The finger flexors have a similar scheme. They attach to the humerus from an inner side stick out thingy called the medial epicondyle. All the flexors glom
together as one unit near their origin high in the forearm. As you go distally along the forward surface (ventral surface) toward the wrist, the muscles form three groups. The medial wrist flexors, the lateral
wrist flexors and down the middle the finger flexors.
Note, the finger flexors attach to the humerus above the elbow and thus they are also
elbow flexors. You can see that finger and wrist flexors also elbow flex. Further, to NOT flex the elbow when the fingers are strongly gripped in flexion requires that elbow extensors be active.
Cocontraction is a term used when muscles fire on both sides of a joint in seeming self
annulment. Cocontraction stabilizes joints. Powerful joint usage typically requires that muscles on both sides be active. Indeed the biceps may be the real extensor in a sense
when something of value is being put down. Lowering, or controlled release, is a common usage.
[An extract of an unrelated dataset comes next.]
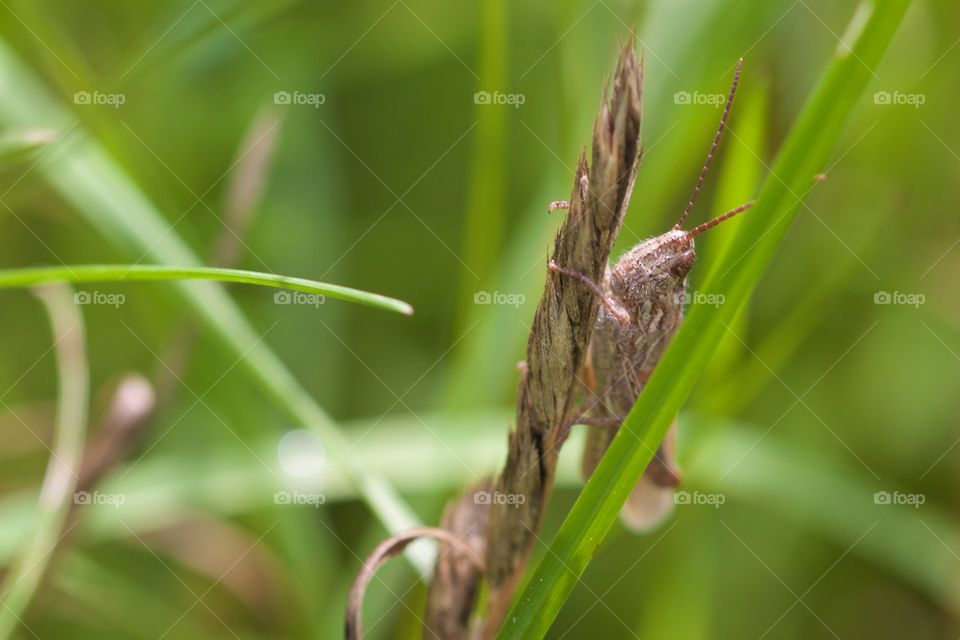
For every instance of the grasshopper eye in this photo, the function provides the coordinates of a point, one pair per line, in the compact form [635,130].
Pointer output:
[681,265]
Training a muscle to shorten with use, such as having the biceps flex
with curling weights is one kind of usage. But lowering the weights slowly after shortening is another - and often more difficult act.
When the muscle group shortens with use, it is called concentric activity. When the muscle group holds a fixed position with no length change, it is called isometric activity. When a muscle lets up in a resisting way way so as to control lengthening, it is called eccentric activity. You will often hear the term "contraction" used for all three which is really confusing as that word means shorten. If enough of us just stop using that term it
might just go away. "Activation" is better.
Here we see the posterior deltoid pulling
the arms backward assisted by the trapezius muscles.
The upper portion of the trapezius pulls upward. The uppermost part of the trapezius is at the base of the skull in the back. The trapezius as much extends the head as raise the shoulder blades. The portion of
the trapezius below the top edge of the wing bone primarily pulls the wing bone (scapula) toward the midline.
Deep to the trapezius is a second layer of similar muscle in two portions. The levator muscles and rhomboid muscles also pull the upper medial border of the wing bone
upward and toward midline.
The latissimus dorsi muscles (lats) strongly pull the outer and lower edges of the scapula
downward and backward. These are muscles key to butterfly swimmers in the power stroke. Similar to the posterior portion of the deltoid is what looks like a fourth even more posterior part of the deltoid, the teres muscles.
The teres muscles come off the outer edge of the scapula to attach to the humerus but
not in the same spot as the deltoid (lateral) but rather to the cuff of muscles that also outwardly rotate the humerus (as seen here). Two other muscles sitting on the surface of the scapula (supra and infra spinatus) covering its back side also join the teres in
forming a cuff - the rotator cuff - which gets extra leverage by attaching to the greater tuberosity (a bump for leverage) on the top of the humerus.
The deep surface of the scapula is covered by the subscapularis which attaching to the lesser tuberosity cause inward arm rotation.